God created her, I carried her, now she is my happiness and my laughter.

Tuesday, January 1, 2013

Baby Revealing

"I am my daughter's mother" now has an apostrophe out of place. Friday, the 28th, mom and I went to find out what the sex of the baby was. I was pretty excited to find out, which is always a strange emotion for me. I rarely feel actual excitement about anything. And, when I was pregnant for Emma I never felt excited about the pregnancy until the day she was born. So, this was all new feelings for me. Mom and I were both hoping for a boy. When the lady told us I was having a girl I was embarrassed to actually feel upset. Fortunately, mom was disappointed too. I thought since it was the baby growing inside of me I would love it either way. But, I felt a wave of disappointing emotions swell over me when I first found out. My first thought was that Jason would be disappointed as well. He wanted a boy so badly. Mom and I exchanged glances of "oh-no" and my second thought was that I would have to do this again. I know Jason wanted to stop even if it was a girl, but I had really hoped for a boy to carry on the family name. Mom and I were both so thankful, however, that the baby was healthy and we were so impressed with the intricacy of God's creation.

As we left the doctor's office, I think we were still feeling stunned by the news. I was excited to know, though, and acting completely out of character, was telling everyone. Even when I got engaged, I showed my ring to no stranger and told no one that I was getting married besides family and friends. But, the news of the baby excited me enough that I told a stranger in the elevator. I even showed him the pictures. And later that day I told a cashier at Motherhood. And before we were even out of the doctor's office parking lot, I knew I was satisfied with a girl. I started thinking about how much Emma would love the news, how much easier having two girls would be and how we could stay in the RV with out having to upgrade to two separate sleeping areas for the kids. I realized this was truly God's plan for us at this time in our life and I was starting to happily except it. I knew in the back of my mind that as soon as we were settled down somewhere I would be more than happy to push out a couple more kids and try for a boy. In the meantime, Emma would really enjoy her sister.
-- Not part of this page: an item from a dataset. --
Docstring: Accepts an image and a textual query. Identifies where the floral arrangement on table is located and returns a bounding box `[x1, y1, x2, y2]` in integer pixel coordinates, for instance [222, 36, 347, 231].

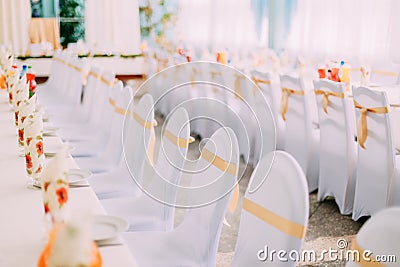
[41, 148, 69, 222]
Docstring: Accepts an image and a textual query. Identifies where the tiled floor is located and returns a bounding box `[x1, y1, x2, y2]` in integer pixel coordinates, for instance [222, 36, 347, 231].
[147, 110, 363, 267]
We decided to have a revealing party for the family on Sunday so I had to spend a couple days not telling anyone. Sunday, after church, everyone else thought we were having a boy, too. We had a pink balloon and a blue balloon for each person. They popped the balloon that did not correspond to what they thought we were having. After the popping of the balloons, Emma and I came out from a back room. Emma held a sign that was decorated in pink and read "It's a girl." She wore a sparkly pink dress. I came behind her holding a pink giraffe balloon and wearing a shirt that said "Princess in Progress." As we turned the corner, ALL, but one balloon were blue. Josh was the only one who had predicted a girl. It was such a great surprise to everyone find out. I didn't get to see their faces, but we all agreed that a sister for Emma was such a perfect idea. The whole day felt kind of like a birthday party. We had strawberry waffles and strawberry milk for lunch. It was a relief to get the secret out. Now it's all fun and games talking to Emma about her new baby sister. She already seems very willing to want to help out. Knowing the sex of the baby has actually made me feel more excited about this pregnancy. I feel a little more connected to the baby inside of me and am looking forward to the birth. God has been so good to our family and I'm so thankful he watches over us.


I'll be registering at Target. PLEASE, if you are choosing to get us a baby gift, stick to the registry or keep in mind that we live in a camper and have VERY limited space.

1 comment:

  1. Congratulations! I am so thankful that I have sisters and am sure your girls will be the best of friends!